1Le samedi 2 avril 1791, vers dix heures du matin, Gabriel-Honoré Riqueti, comte de Mirabeau, meurt chez lui, 42, rue de la Chaussée d'Antin. « Sa mort a été aussi imposante qu'avait été sa vie ; la consternation est générale ; atteint d'un mal dont il ne se dissimulait point le danger, sa fermeté ne l'a pas abandonné un seul moment ; livré au soin d'un ami, dont il connaissait l'attachement, il ne voulait point voir d'autre médecin » [1] ; « Il a vu, il a entendu tout un peuple s'occuper de sa maladie comme d'un événement qui aurait menacé la révolution : de son lit de douleur il entendait crier dans la rue les bulletins de sa maladie. Ses amis et son médecin qui méritait à tant de titres d'être l'ami le plus cher à son cœur, l'entretenaient de cet intérêt qu'il inspirait au peuple » [2].

2Son médecin et ami s'appelait Pierre-Jean-Georges Cabanis et apparaissait pour la première fois en public, grâce à un événement qui, sur la scène de l'histoire, aurait inauguré le spectacle de la mort des grands hommes. Cabanis avait été reçu médecin à Reims en 1784 et s'était installé ensuite à Auteuil chez Mme Helvétius, qui le protégea jusqu'à sa mort, voyant en lui un fils qu'elle avait perdu. Pouvant se permettre de ne pas exercer la médecine de façon suivie, il s'était consacré aux études de philosophie médicale dans la perspective d'une médecine sociale qui allait se révéler révolutionnaire. En 1790, il avait publié un opuscule contenant des propositions innovatrices sur la réforme des établissements hospitaliers [3], qui lui dut d'être nommé membre de la Commission des Hôpitaux, chargée avant tout de réorganiser les hôpitaux parisiens.

3Entré dans le cercle des amis de Mirabeau, sans cacher ses penchants républicains, il soigne l'orateur avec dévotion jusqu'à son dernier soupir et peu après sa mort il publie le Journal de la maladie et de la mort d'Honoré-Gabriel-Victor Riquetti Mirabeau[4]. Les historiens de la médecine, comme ceux de la philosophie et les historiens tout court, ont cantonné ce livret de presque soixante-dix pages dans les œuvres de circonstance au fond anecdotique, qui inondèrent la presse à la mort de Mirabeau : chroniques, notices, oraisons funèbres, éloges, poèmes et pièces théâtrales rapidement montées, où les spectateurs les plus en vue pouvaient même se reconnaître sur la scène. Et parfois même se fâcher, avec des effets comiques, comme ce fut le cas de Frochot, exécuteur testamentaire de Mirabeau, qui, assistant à la représentation du fait historique en un acte Mirabeau à son lit de mort de Pujoulx, s'écria, en voyant entrer le comédien Barville qui jouait son rôle : « “ Mais je n'ai jamais été si vilain et si commun que ce Monsieur”. Ce qui excita une grande hilarité » [5].
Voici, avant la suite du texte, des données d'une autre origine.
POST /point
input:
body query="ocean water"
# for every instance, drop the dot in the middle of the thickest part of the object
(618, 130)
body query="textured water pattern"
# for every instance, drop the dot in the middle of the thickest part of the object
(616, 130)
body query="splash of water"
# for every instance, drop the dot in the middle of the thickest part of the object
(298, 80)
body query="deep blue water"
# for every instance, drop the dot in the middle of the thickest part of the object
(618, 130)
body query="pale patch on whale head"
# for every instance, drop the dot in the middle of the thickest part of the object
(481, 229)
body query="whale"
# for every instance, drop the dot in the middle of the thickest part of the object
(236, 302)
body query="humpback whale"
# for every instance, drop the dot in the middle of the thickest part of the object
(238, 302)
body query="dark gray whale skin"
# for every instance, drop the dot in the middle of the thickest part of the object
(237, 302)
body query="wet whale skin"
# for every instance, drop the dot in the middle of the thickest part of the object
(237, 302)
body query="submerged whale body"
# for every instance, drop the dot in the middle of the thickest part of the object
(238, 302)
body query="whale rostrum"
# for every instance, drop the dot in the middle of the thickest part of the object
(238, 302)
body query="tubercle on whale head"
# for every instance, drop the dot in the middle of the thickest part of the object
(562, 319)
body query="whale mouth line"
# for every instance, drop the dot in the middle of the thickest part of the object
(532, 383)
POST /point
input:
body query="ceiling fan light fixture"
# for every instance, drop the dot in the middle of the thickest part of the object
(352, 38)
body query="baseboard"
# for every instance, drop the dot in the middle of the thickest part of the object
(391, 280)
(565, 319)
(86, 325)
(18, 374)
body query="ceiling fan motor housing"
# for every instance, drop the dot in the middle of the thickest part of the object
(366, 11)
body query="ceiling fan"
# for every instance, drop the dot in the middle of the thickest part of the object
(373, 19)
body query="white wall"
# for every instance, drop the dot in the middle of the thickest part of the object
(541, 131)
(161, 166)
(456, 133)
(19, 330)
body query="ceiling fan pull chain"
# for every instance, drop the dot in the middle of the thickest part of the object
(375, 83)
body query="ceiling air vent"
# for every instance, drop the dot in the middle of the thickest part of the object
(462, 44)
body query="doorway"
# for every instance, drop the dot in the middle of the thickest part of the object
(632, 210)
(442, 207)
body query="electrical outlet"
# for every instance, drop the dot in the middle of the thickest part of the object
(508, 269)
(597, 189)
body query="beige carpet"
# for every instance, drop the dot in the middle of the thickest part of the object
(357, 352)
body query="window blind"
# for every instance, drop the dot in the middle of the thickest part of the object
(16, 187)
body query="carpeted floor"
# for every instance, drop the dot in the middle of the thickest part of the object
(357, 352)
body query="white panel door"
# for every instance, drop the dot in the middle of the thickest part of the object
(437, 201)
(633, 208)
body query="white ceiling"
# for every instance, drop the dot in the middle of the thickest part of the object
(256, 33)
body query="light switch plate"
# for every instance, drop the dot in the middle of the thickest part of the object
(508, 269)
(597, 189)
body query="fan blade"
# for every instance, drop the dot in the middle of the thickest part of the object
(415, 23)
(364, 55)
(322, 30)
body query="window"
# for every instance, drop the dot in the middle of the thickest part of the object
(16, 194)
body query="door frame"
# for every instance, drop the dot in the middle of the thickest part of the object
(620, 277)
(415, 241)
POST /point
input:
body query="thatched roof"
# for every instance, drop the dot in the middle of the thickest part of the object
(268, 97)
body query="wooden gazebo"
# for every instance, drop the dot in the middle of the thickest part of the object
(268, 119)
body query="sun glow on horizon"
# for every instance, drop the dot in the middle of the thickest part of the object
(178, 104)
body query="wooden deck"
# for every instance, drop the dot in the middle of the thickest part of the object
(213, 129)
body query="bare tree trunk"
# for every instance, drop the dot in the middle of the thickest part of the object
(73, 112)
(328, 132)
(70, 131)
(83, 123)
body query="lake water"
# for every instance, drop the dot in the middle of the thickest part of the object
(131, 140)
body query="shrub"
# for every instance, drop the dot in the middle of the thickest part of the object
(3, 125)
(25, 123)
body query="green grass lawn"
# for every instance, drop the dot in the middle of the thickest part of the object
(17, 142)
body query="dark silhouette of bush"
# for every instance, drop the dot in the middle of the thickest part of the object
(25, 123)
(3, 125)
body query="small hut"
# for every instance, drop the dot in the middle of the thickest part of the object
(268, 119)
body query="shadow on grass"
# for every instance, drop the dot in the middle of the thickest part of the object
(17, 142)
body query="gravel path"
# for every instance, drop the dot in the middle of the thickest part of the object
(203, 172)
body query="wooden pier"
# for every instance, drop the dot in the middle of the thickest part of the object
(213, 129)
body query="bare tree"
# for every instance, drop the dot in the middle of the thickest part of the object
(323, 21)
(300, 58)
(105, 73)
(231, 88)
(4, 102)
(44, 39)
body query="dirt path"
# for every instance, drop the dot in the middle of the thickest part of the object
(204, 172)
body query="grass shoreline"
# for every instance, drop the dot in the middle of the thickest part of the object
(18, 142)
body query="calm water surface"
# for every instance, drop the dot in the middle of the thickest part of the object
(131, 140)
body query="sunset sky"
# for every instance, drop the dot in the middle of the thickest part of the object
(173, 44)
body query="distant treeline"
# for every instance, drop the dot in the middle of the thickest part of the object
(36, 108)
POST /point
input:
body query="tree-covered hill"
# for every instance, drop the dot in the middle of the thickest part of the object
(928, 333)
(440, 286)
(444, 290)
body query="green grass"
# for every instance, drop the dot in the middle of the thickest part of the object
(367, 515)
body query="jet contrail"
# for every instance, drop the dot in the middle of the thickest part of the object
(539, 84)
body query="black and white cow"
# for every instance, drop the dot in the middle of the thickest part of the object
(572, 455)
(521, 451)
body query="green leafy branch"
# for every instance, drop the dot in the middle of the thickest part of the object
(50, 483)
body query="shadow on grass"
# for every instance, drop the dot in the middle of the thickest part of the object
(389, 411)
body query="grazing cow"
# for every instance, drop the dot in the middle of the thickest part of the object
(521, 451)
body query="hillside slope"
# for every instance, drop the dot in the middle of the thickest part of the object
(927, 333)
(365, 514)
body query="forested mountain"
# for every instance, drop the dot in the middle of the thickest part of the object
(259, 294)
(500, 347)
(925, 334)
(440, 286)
4S'il connut un retentissement immédiat, le Journal fut oublié par la suite. Il est réimprimé une première fois en 1803 avec des notes ajoutées par Cabanis lui-même, dans le volume qui contenait la nouvelle édition du Degré de Certitude de la Médecine et d'autres écrits de l'auteur [6] et une seconde fois en 1823, dans le tome II des @@ OEuvrescomplètes[7]. En 1882 il est présenté en feuilleton dans La Révolution française[8] ; en 1956, considéré comme une œuvre à caractère historique, il est exclu du corpus des @@ OEuvresphilosophiques publiées par Cl. Lehec et J. Cazeneuve. Enfin, en 1996, paraît notre édition annotée [9].

5Dans cette destinée de silence d'un document jugé comme hybride, qui appartient malgré tout à l'Histoire, même s'il ne s'agit que d'un détail, nous reconnaissons le sort commun des témoignages.

6À la fois écriture privée relevant de la tradition des journaux de médecins, oraison funèbre, éloge et traité de médecine à caractère empirique, le Journal est avant tout un plaidoyer pour répondre à l'accusation largement diffusée dans la presse selon laquelle le médecin aurait soigné de manière inadéquate l'orateur et même l'aurait empoisonné.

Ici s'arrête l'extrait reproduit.